SUNREIT’s Growth Soars With Dynamic Property Portfolio & Bold Acquisitions

Sunway Real Estate Invt Trust (SUNREIT) announced a positive outlook driven by its diverse property portfolio and active acquisition strategy with RHB Investment Bank (RHB) in their report on June 24, 2024, maintaining a BUY rating and setting a new DDM-derived target price of RM1.77. RHB projected a 12% upside and approximately 7% FY25F yield, emphasising the potential for growth through retail rental rate boosts and high hotel occupancy rates.

SUNREIT’s medium-term growth was expected to be supported by the ongoing asset enhancement initiatives (AEI) in Sunway Pyramid and Sunway Carnival, alongside high hotel room rates driven by improving occupancy. The company’s gearing stood at 43% post-completion of six hypermarket acquisitions, potentially rising to 44% after acquiring 163 Mall for RM215 million in 2H24.

Management guided for a normalised mid-single digit rental reversion for retail properties, anticipating rental rate boosts post-AEI completion in Sunway Pyramid and Sunway Carnival in 4Q24 and 2Q25. Sunway Carnival’s occupancy rate was expected to recover to over 90% after AEI, with management reporting encouraging operational metrics, including higher footfall and retail sales year-on-year despite a slight drop in footfall at Sunway Pyramid.

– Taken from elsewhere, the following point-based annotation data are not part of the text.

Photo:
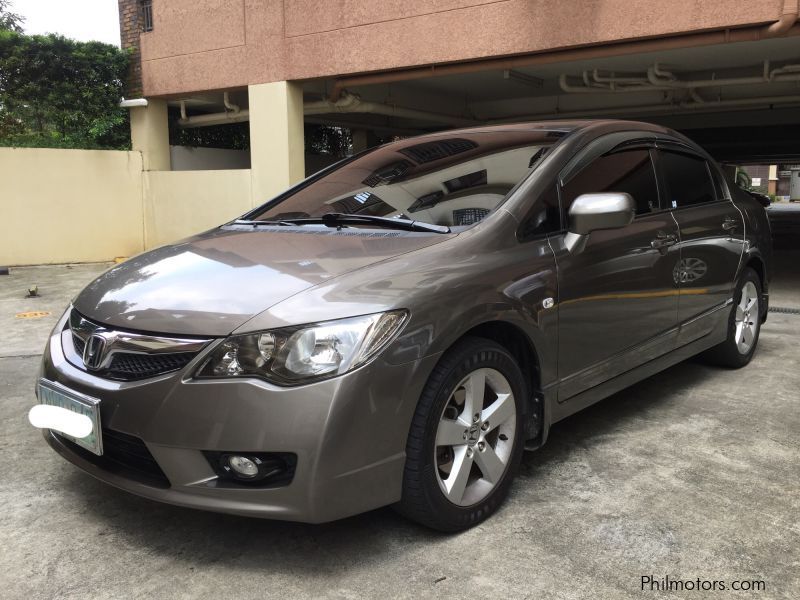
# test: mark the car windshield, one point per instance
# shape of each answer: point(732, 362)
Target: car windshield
point(447, 180)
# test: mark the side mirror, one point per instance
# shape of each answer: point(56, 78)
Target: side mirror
point(591, 212)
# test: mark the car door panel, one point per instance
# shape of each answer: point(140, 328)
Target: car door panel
point(711, 243)
point(617, 302)
point(617, 298)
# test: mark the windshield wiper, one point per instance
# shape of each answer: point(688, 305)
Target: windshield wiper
point(339, 219)
point(256, 223)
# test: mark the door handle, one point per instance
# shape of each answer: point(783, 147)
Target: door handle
point(663, 241)
point(729, 224)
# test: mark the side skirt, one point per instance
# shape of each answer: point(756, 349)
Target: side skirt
point(604, 390)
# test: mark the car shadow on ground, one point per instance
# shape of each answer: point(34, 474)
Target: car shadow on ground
point(202, 538)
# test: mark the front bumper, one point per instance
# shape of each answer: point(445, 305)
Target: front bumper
point(348, 433)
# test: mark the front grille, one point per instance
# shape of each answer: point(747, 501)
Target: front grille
point(123, 455)
point(138, 366)
point(127, 355)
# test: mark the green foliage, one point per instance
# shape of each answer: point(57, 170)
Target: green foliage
point(235, 136)
point(9, 21)
point(60, 93)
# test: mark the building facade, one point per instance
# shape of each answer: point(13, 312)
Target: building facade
point(726, 72)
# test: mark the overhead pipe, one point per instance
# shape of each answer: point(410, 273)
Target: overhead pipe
point(347, 104)
point(789, 16)
point(132, 102)
point(658, 79)
point(563, 82)
point(233, 114)
point(705, 106)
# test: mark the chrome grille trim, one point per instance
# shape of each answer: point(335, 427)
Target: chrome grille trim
point(126, 355)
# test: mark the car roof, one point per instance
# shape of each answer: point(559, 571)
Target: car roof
point(606, 125)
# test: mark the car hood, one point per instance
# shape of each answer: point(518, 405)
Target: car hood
point(213, 283)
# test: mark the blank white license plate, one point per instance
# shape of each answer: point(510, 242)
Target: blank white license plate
point(55, 394)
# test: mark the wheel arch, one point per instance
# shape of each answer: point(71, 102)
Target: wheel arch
point(756, 262)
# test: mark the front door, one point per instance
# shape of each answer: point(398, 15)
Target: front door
point(617, 298)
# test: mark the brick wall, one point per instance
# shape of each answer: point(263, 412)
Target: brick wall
point(129, 29)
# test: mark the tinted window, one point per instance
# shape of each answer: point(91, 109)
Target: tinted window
point(630, 171)
point(452, 181)
point(545, 217)
point(687, 178)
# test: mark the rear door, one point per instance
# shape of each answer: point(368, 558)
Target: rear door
point(617, 299)
point(711, 240)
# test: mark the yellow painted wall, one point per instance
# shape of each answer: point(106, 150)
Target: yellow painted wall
point(63, 206)
point(59, 206)
point(178, 204)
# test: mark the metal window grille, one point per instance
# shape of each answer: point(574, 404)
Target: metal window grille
point(146, 14)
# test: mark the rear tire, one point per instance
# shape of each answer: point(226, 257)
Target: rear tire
point(744, 325)
point(466, 437)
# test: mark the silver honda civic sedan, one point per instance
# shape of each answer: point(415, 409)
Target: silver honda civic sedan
point(398, 328)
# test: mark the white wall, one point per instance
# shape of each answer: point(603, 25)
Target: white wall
point(62, 206)
point(180, 204)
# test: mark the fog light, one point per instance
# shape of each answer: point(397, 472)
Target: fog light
point(243, 466)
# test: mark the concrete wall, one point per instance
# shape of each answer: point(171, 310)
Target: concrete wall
point(218, 44)
point(69, 205)
point(186, 158)
point(178, 204)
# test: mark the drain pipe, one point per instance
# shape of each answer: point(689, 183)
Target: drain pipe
point(232, 114)
point(789, 16)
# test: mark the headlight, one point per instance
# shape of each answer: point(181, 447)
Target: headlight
point(296, 355)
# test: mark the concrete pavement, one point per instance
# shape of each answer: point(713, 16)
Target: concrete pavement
point(692, 473)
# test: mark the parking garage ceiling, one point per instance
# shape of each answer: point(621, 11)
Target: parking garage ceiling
point(741, 99)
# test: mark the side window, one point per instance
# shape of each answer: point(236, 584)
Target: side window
point(688, 180)
point(545, 217)
point(629, 171)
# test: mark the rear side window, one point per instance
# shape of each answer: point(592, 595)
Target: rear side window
point(688, 179)
point(629, 171)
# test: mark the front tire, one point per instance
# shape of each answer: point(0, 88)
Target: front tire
point(466, 437)
point(744, 325)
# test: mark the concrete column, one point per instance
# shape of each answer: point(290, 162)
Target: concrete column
point(277, 148)
point(150, 135)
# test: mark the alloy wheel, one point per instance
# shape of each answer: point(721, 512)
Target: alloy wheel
point(475, 437)
point(747, 318)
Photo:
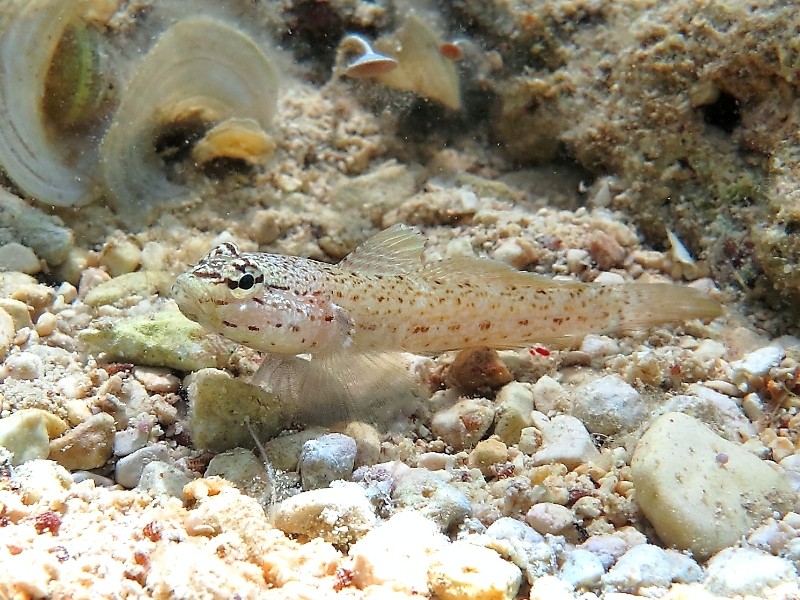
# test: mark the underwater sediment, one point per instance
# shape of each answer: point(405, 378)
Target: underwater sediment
point(587, 141)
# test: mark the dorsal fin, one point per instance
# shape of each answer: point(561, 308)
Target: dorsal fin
point(395, 250)
point(462, 267)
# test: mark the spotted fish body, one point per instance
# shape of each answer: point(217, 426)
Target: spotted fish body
point(384, 298)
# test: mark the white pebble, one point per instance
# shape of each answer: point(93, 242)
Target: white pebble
point(747, 572)
point(398, 553)
point(549, 396)
point(609, 406)
point(599, 346)
point(760, 361)
point(46, 324)
point(19, 258)
point(162, 479)
point(129, 468)
point(24, 365)
point(326, 459)
point(7, 333)
point(464, 570)
point(339, 514)
point(640, 567)
point(724, 490)
point(582, 568)
point(564, 440)
point(547, 517)
point(435, 499)
point(156, 380)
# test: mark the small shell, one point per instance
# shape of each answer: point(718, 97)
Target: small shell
point(54, 93)
point(201, 72)
point(422, 67)
point(236, 139)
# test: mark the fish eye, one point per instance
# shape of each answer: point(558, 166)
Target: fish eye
point(243, 284)
point(246, 281)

SUNREIT planned to actively pursue acquisitions, aiming for an RM14–15 billion asset value target by 2027, up from approximately MYR9.7 billion post-163 Mall acquisition. Future acquisitions, such as an industrial property in Prai, Penang, for RM67 million, were expected to be partially funded through equity due to the inorganic growth target.

Hotel room occupancy rates were likely to trend upwards, driven by increased tourist arrivals and business activities, with room rates expected to remain above pre-pandemic levels. There was no current pressure on hoteliers to lower room rates, reinforcing the positive trend for the hotel segment.

RHB made minor adjustments to FY24F-25F earnings and introduced FY26F earnings of MYR371 million, factoring in a 4% ESG premium based on in-house methodology. Sunway REIT’s growth potential was underpinned by its active acquisition strategy, diverse property portfolio, and strong performance in retail and hotel segments.

Investors were encouraged to consider SUNREIT shares, given SUNREIT’s strong market position, robust acquisition strategy, and potential for future growth, which could drive the stock price up by 12% to the target price of RM1.77.